Thursday, 26 May 2011
Galeano may be rubbing off on me.
Okay, so, Mirrors is not a novel. It's a collection of very short essays, one paragraph or maybe two, about historical events. It covers the entire range of human experience, and pretty much every time period in our not very illustrious history. It shows how we make the same mistakes, over and over. It concentrates on war and discrimination. You'll only need to read a few pages before you start to feel bad about yourself.
Don't attempt to read more than a few in one sitting, or you'll start noticing the themes of the condemnation of America and religion and white men in general (which is fair enough, maybe) over the insights into the past. And some of them are great - I kept thinking this could be a historical novelist's dream. So many times I could have written a book about some throwaway piece of history, and it actually becomes quite frustrating to not have a longer story about them. Here's a veggie one as an example:
Doomed By Your Past
Corn, sacred plant of the Maya, was given several names in Europe. The names recast geography: they called it Turkish grain, Arab grain, grain of Egypt, or grain of India. These errors did nothing to rescue corn from mistrust and scorn. When people learned where it came from, they fed it to the pigs. Corn had a higher yield than wheat and it grew faster, resisted drought, and produced good food. But it was not proper for Christian mouths.

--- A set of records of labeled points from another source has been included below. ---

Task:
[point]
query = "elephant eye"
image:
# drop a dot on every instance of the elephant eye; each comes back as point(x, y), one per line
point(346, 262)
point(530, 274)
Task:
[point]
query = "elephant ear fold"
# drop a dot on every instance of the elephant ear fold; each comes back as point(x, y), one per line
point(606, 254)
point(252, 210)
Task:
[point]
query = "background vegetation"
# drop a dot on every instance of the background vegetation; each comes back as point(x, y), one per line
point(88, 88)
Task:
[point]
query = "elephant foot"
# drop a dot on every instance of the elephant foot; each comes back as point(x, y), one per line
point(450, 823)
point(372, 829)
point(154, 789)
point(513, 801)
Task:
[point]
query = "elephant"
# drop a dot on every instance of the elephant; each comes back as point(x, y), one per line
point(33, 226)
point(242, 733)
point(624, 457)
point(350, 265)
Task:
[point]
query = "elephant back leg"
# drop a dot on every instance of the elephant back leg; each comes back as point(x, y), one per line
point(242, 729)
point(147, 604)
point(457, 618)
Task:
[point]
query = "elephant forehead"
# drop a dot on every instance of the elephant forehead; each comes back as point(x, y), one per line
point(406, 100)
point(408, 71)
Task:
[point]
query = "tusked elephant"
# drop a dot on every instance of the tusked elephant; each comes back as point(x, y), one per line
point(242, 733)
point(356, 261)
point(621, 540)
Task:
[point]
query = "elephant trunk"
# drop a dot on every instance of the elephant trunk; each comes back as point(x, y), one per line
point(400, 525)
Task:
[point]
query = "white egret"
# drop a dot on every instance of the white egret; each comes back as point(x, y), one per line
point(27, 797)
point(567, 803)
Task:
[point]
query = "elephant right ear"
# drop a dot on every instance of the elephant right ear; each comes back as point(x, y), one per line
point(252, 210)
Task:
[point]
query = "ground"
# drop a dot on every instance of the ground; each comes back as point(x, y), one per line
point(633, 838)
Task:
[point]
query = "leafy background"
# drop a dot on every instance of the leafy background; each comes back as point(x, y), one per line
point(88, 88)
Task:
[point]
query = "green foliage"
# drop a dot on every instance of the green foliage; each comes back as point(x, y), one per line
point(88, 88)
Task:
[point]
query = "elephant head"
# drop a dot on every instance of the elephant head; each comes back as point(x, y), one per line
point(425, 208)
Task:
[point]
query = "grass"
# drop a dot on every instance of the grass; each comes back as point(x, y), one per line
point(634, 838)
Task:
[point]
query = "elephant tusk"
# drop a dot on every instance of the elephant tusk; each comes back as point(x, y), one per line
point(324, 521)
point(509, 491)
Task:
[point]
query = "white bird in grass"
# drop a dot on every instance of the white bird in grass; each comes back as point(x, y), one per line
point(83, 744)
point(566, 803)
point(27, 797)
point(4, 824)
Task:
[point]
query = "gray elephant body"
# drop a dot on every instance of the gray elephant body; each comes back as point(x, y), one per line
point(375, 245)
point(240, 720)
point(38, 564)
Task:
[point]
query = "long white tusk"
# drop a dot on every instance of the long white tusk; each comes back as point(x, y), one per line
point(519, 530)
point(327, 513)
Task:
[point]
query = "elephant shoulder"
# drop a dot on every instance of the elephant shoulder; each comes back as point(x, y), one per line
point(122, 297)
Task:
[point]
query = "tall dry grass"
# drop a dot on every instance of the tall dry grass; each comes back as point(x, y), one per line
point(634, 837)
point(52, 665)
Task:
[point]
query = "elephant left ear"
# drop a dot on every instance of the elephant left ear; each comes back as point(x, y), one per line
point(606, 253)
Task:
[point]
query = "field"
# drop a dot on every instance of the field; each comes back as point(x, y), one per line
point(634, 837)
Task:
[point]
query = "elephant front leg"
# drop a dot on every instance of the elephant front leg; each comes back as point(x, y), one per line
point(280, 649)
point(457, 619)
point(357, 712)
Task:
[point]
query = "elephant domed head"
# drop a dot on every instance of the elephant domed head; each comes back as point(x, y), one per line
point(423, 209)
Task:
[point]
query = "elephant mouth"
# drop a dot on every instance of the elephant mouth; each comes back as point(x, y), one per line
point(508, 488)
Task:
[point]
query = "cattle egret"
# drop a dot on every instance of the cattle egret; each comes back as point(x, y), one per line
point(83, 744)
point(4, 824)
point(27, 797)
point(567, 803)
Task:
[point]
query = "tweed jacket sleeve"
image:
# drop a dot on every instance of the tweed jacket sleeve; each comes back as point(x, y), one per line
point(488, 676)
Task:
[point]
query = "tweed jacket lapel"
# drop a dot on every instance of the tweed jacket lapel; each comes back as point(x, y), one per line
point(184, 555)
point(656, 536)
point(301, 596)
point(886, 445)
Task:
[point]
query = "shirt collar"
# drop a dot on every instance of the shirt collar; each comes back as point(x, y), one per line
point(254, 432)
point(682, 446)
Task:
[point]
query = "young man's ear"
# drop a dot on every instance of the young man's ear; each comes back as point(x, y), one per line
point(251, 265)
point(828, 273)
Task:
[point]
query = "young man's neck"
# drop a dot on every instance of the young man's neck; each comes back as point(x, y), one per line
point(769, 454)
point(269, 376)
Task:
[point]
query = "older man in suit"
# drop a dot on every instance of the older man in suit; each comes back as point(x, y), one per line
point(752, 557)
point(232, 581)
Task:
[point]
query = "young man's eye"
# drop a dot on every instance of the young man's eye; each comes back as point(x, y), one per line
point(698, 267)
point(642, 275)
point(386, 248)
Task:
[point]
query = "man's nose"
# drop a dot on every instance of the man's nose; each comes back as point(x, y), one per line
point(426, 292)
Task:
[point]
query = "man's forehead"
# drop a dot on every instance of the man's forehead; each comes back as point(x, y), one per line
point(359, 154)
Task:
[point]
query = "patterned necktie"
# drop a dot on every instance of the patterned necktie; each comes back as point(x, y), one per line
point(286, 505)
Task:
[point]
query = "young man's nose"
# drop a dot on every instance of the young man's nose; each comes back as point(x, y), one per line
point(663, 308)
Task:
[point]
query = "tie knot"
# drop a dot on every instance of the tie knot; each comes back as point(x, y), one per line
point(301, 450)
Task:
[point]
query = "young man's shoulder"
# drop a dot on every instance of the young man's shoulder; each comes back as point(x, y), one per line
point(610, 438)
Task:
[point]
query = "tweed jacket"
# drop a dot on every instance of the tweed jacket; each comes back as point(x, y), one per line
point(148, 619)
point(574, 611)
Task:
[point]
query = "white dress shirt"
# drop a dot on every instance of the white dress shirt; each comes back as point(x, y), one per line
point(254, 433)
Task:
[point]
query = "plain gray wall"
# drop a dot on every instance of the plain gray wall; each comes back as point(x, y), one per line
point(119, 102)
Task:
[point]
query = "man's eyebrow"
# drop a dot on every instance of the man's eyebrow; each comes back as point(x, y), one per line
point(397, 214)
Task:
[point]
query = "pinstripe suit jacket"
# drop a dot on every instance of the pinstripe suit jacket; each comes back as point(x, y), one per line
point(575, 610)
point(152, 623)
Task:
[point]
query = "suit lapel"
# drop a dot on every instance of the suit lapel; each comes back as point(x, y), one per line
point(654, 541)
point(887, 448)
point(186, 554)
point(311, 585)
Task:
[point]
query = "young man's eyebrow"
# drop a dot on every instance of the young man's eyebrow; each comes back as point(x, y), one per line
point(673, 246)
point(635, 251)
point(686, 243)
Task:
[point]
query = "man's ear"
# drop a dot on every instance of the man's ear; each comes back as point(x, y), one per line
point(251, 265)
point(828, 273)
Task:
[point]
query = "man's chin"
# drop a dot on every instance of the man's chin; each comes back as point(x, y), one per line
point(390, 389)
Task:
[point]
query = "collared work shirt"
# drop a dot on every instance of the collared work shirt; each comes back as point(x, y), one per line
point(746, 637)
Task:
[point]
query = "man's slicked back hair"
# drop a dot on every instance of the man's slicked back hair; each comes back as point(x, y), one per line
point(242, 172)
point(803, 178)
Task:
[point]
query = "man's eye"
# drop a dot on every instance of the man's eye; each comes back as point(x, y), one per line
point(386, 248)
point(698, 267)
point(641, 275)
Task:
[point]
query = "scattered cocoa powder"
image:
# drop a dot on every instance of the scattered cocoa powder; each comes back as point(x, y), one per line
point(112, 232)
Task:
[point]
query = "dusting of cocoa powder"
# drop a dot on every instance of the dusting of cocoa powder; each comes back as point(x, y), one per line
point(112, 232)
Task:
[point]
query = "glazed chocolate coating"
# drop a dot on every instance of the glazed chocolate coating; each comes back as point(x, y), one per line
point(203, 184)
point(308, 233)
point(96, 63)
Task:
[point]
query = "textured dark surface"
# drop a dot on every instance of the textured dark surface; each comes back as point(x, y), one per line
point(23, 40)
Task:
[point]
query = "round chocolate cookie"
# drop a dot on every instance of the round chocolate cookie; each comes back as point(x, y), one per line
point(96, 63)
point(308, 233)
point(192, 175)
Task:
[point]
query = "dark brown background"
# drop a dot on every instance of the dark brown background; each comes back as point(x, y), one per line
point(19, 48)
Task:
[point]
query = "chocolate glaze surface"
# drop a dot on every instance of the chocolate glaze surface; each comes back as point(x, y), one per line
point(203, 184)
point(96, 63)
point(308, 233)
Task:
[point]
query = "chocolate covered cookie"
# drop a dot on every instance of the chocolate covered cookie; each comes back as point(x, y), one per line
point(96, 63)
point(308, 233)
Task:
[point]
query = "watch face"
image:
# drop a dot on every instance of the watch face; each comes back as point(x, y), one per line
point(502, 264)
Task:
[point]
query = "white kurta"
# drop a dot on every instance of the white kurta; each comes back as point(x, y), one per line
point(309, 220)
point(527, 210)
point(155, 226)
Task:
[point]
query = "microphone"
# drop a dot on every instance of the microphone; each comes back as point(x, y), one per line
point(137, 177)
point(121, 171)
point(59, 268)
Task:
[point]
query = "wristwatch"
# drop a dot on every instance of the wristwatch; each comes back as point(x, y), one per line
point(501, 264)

The potato was also a forbidden fruit in Europe. Like corn, its American origins condemned it. Worse, the potato was a root grown in the depths of the earth, where hell has its caves. Doctors knew it caused leprosy and syphilis. In Ireland, if a pregnant woman ate a potato at night, in the morning she would give birth to a monster. Until the end of the eighteenth century, the potato was fed only to prisoners, lunatics, and the dying.
Later on, this cursed root rescued Europe from hunger. But not even then did people stop wondering: if not food of the devil, then why are potatoes and corn not mentioned in the Bible?
See what I mean?
Mirrors is a fantastically interesting book, and I would like to have some of the passion that inspired such a huge undertaking. But would I like to get that passion at the expense of my soft white upbringing? No. I'm thinking not. I'm sorry for all the terrible things that happened throughout history, and I'm glad that there are novelists out there who can tackle such things so that we don't forget them. I'm also glad I'm not one of them.